President Donald Trump has spoken up about achieving a “perfect” score on the “high difficulty” cognitive test he recently took, so Newsweek decided to take a closer look at the questions he may have faced.
Writing on Truth Social, Trump said: “Unlike other US Presidents, none of whom have ever taken an approved, high difficulty, Cognitive Test, I scored a perfect 30 out of 30, considered ‘extreme intelligence.
“In fact, this is my fourth such test, all PERFECT or 120 correct answers out of 120 questions asked! It is very rare that anyone gets a Perfect Score, especially when achieved four times in a row.”

The test Trump is referencing is the Montreal Cognitive Assessment, a 30-point screening tool used by healthcare professionals and researchers to detect the early signs of dementia and mild cognitive impairment.
“All people running for President and Vice President should be forced to take high difficulty Cognitive Tests,” Trump wrote in the same Truth Social post.
With the permission from Montreal Cognitive Assessment, Newsweek is taking a closer look at a handful of the questions Trump may well have faced during his test and asking: how well would you score?
MoCA Test Questions

The test includes a visuospatial question asking those completing the test to follow a basic number/letter pattern. It starts 1, A, 2, and then should continue on to B, 3, C, 4, D, 5, E.
Another question asks you to copy a basic stick image of a bed, while another challenges those completing the test to draw a clock displaying the time as five minutes past 10. The correct answer would see the user draw a clock face, with the hour hand at 10 and the minute hand at 5.
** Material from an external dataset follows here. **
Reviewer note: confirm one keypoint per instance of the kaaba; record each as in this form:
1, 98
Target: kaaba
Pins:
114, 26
These questions are followed by another in which pictures of three different animals are presented. The task is to name all three. The animals pictured are a horse, a tiger and a duck.
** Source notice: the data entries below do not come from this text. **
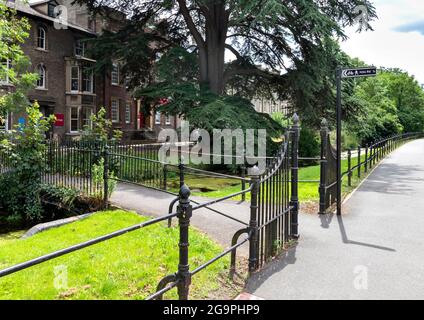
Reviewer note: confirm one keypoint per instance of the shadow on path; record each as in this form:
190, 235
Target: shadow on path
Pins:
346, 240
258, 278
The Montreal Cognitive Assessment is intended for professional use only by healthcare professionals or researchers. For general public use, the MoCA XpressO test is available online as a quick screening option.
The White House’s Response
Newsweek contacted the White House for comment on Trump’s test results. They referred back to Trump’s Truth Social post discussing his test scores.
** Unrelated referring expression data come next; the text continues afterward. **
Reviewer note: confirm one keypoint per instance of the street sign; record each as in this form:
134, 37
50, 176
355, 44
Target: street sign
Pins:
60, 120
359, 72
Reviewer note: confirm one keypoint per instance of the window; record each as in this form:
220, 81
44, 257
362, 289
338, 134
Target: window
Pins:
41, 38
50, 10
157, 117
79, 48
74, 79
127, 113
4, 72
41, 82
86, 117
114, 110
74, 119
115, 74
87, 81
A memo recently released by the White House from Dr. Sean Barbabella, Trump’s physician, said the president “remains in excellent health, demonstrating strong cardiac, pulmonary, neurological and overall physical function.”
Barbabella also noted in the memo that “a comprehensive neurological examination demonstrated normal mental status.”

An Expert’s View
The answers may seem straightforward to most people but Dr. Leslie Dobson, a forensic psychologist with specialist training in neuropsychological assessment, says that’s the whole point.
“These tests set a floor, not a ceiling,” she told Newsweek. “They are not measures of intelligence, wisdom, fitness for high-pressure decision-making, or executive function under stress. Any cognitively intact adult without moderate to severe neurological impairment should score at or near the maximum without breaking a sweat.
“The MoCA has a maximum score of 30. A score of 26 or above is considered normal. Scores below 26 suggest possible impairment warranting further investigation. This is not a test one ‘aces,’ one simply passes or raises a clinical flag.”
Dobson also expressed concerned over the fact Trump had undergone multiple tests of this kind. “Cognitively healthy individuals in routine life are not typically administered repeated cognitive screenings. These tools are used when there is a clinical reason, a concern raised by the patient, a family member, or an observing clinician,” she said.
“The repeated, publicly emphasized administration of screening tests, combined with the apparent need to announce the results, is not standard neurological practice. It is, however, very good public relations, provided one’s audience is unfamiliar with what the tests actually measure.”
A Second Opinion
Tracy Collins, a licensed clinical psychologist, echoed Dobson’s thoughts on tests of this kind. “They are not intelligence tests,” she said. “They are designed to detect signs of cognitive decline, things like memory loss, difficulty with spatial reasoning, problems with attention or language. They check whether the basic machinery is working, not how smart or capable someone is.
“A healthy person with no cognitive impairment should score at or near the top. The test is calibrated so that a normal result is expected, not exceptional. There is nothing to ‘ace’ there really.”
Collins noted that, in her experience, repeated testing is actually “standard practice for any patient over a certain age, particularly those in high-stress or high-responsibility roles.”
“Repeated testing over time allows clinicians to track whether scores remain stable or show a pattern of change,” she said. “A single score tells you very little. The trend over multiple administrations is what matters diagnostically.”
Collins also noted that testing of this kind does come with some “limitations” “They are brief, usually 10 to 15 minutes, and they catch moderate to significant impairment more reliably than subtle early-stage changes,” she said. “A perfect score does not rule out every possible concern, and a slightly imperfect score does not necessarily indicate a serious problem. They are a starting point, not a final answer.”